I’ve never seen any convincing evidence of the effectiveness of acupuncture for treating pain.

Edzard Ernst, emeritus professor in Complementary Medicine at Exeter University, and the UK’s preeminent expert, goes further, saying: “Doctors should not recommend acupuncture for pain because there is insufficient evidence it is clinically worthwhile.”

Cochrane Reviews are the gold standard for proving medical ­effectiveness. There have been 12 of them on acupuncture for pain and not one of them has shown an effect beyond placebo in a raft of conditions.

These include lower back pain, rheumatoid arthritis, cancer pain, dysmenorrhoea, lateral elbow pain, endometriosis, peripheral joint ­osteoarthritis, ­prevention of migraine and tension type headache, shoulder pain, ­fibromyalgia, and pain in labour.

The reviews on back pain, migraine, and tension headache considered acupuncture as a possible treatment but were based mostly on trials with non-blinded patients.

This weakens the results because patients knew they were receiving acupuncture which itself has a placebo effect. Effects beyond placebo were “small”.

Many trials are weak, that is, given to error. Patient blinding, crucial for meaningful results, is often inadequate in acupuncture trials resulting in small to moderate false positives.

As Professor Ernst explains in the British Medical Journal, acupuncture is often regarded as harmless. Needling, however, may cause side effects such as pain, haemorrhages, infection, pneumothorax (rupture of the lung) and even death.

In Denmark, for instance, four cases of pneumothorax, one fatal, were revealed in 2017. Such complications might be rare, but gathering exact numbers is stymied by unreliable information.
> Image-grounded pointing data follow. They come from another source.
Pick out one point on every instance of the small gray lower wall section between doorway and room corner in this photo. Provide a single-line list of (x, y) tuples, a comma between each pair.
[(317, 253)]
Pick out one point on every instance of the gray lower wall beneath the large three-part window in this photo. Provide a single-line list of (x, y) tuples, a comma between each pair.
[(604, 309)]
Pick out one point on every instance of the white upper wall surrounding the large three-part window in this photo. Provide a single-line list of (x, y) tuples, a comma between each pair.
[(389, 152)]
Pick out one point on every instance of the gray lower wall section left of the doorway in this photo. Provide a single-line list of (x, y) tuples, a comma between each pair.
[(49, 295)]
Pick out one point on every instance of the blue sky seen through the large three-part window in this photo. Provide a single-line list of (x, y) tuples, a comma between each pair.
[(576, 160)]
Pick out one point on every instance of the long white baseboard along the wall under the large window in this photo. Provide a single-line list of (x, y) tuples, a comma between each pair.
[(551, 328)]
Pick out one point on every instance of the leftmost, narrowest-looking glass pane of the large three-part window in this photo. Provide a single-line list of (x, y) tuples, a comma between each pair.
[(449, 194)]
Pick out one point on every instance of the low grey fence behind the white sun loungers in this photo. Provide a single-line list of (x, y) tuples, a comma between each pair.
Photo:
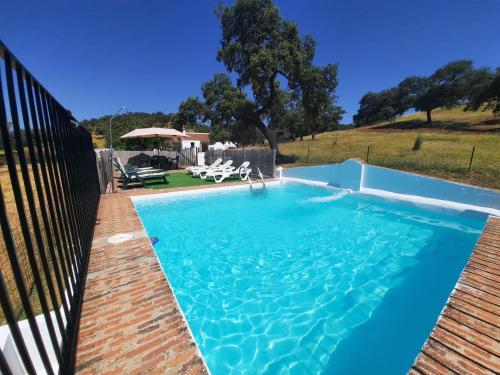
[(263, 159)]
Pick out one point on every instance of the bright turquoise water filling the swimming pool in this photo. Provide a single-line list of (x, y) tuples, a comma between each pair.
[(304, 280)]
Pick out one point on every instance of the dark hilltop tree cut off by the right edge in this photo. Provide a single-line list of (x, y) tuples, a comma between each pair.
[(485, 91)]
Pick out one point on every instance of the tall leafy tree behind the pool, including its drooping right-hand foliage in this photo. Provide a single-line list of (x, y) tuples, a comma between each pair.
[(264, 50)]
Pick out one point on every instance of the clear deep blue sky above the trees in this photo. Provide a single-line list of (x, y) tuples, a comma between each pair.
[(97, 55)]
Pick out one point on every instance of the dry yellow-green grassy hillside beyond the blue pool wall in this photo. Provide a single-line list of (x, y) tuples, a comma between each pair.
[(445, 152)]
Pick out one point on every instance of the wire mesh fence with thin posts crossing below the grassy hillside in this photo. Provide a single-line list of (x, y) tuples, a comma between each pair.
[(466, 162)]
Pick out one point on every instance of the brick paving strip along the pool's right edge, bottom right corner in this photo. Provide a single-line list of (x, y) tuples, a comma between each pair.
[(466, 338)]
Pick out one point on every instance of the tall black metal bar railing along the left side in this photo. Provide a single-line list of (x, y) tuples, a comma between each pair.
[(49, 195)]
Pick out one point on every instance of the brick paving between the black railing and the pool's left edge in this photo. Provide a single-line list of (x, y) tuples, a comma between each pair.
[(130, 321)]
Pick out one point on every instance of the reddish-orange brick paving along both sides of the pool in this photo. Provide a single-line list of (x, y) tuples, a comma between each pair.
[(131, 322)]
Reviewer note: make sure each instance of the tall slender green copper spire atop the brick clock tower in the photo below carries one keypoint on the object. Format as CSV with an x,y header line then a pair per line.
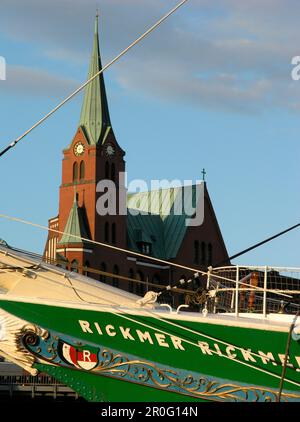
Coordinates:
x,y
94,116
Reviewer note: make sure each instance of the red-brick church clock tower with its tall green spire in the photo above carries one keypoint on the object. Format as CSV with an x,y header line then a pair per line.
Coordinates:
x,y
93,156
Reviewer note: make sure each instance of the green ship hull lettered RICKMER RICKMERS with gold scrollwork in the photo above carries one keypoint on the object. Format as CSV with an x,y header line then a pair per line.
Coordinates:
x,y
139,357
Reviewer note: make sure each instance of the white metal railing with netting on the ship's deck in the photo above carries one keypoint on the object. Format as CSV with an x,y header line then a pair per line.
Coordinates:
x,y
252,289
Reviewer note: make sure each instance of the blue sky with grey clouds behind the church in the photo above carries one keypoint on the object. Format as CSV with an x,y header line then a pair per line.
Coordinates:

In robust trials side effects are noted meticulously but in acupuncture trials under-reporting of harm is extensive.

For example, in a review of back pain, only 14 of 35 trials reported on harms (5% of patients receiving acupuncture and none of those receiving placebo).

The cost of acupuncture to the NHS isn’t peanuts, sessions range from £25 to £70. The total cost to the NHS may be £25million a year, though reliable figures are hard to come by.

Health services funded by taxpayers should use their limited resources for treatments that are proven.

Even now no one is certain of how acupuncture might work. Theories of nerve stimulation and endorphin production have never been proven.

Professor Ernst’s conclusion, after decades of research, is: “We still have no clear mechanism of action, ­insufficient evidence for clinically worthwhile benefit, and possible harms. Therefore, doctors should not recommend acupuncture for pain.”